Truth can be either.

Your personal PRIVATE reason or PURPOSE in doing things follows your personal private goals, like whom to marry or not, your career choices, your politics

You and others here seem to think that God only inspires LDS folks which is actually self contradictory for LDS folks to believe

Moroni 10 4 PRESUMES that non- members can get their own answers from God about God, or we would have no converts!!
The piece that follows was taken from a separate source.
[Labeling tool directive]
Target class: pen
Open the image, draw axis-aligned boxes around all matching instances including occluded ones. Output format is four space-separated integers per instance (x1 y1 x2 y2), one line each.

Why are all religions so similar?

Because humans ALL NEED answers to the Big SUBJCTIVE private questions, who am I? Where do I come from? What is my purpose in life? How and where should I live? Is there a God? What would HeShe be like? HOW can I find out?

Sound familiar?

Science answers communal questions. What is the cure for cancer? Where is the best fishing hole? How do you make a house? Is global warming caused partially my MY private behavior?

Perhaps that is a better way to see it.  Is my question communal, affecting all, or private?

Is the BOM "true"?  Many are stuck on the communal social question of "How did this dumb kid pull this off?" ;)

Others read the philosophy and ask "How do these ideas impact my private values and questions about my private questions in life?

Two sides of the sets of questions we all need.

Mixing them causes confusion.

We don't run naked yet we make private questions communal ;)

 

 

To the bold, I wonder if Joseph and Hyrum lived if the church would have still gone forth as strong, and it's their martyrdom that kept it going. I watched a youtube about DJT and the cult. Not saying LDS are a terrible cult like the DJT cult is. The news people or ? said if DJT is indicted, it will grow into being a huge uprising and become violent, not saying LDS were. There were some instances like MMM.

And in my heart, I totally can get behind the LDS church being a good "cult"ure, not an evil cult. So couldn't God be able to take in any religion that is doing good and no harm and life is good?

Your thought process is strikingly different and less authoritative or more inward than others on the board, but put me in my place if wrong. I just wonder if that is how God is and that he lets people choose their religion or faith community to join. And if the LDS wants to believe they have full authority over all the others that is where the kink is. But I understand the huge sacrifice made, been there done that, with time/money that make members want to believe it's the only walk to take, it's the be all end all. If it wasn't then I wonder how many would stay. I've had faithful friends, couple friend the male, say if this church isn't true he was gonna be mad, he used a stronger word.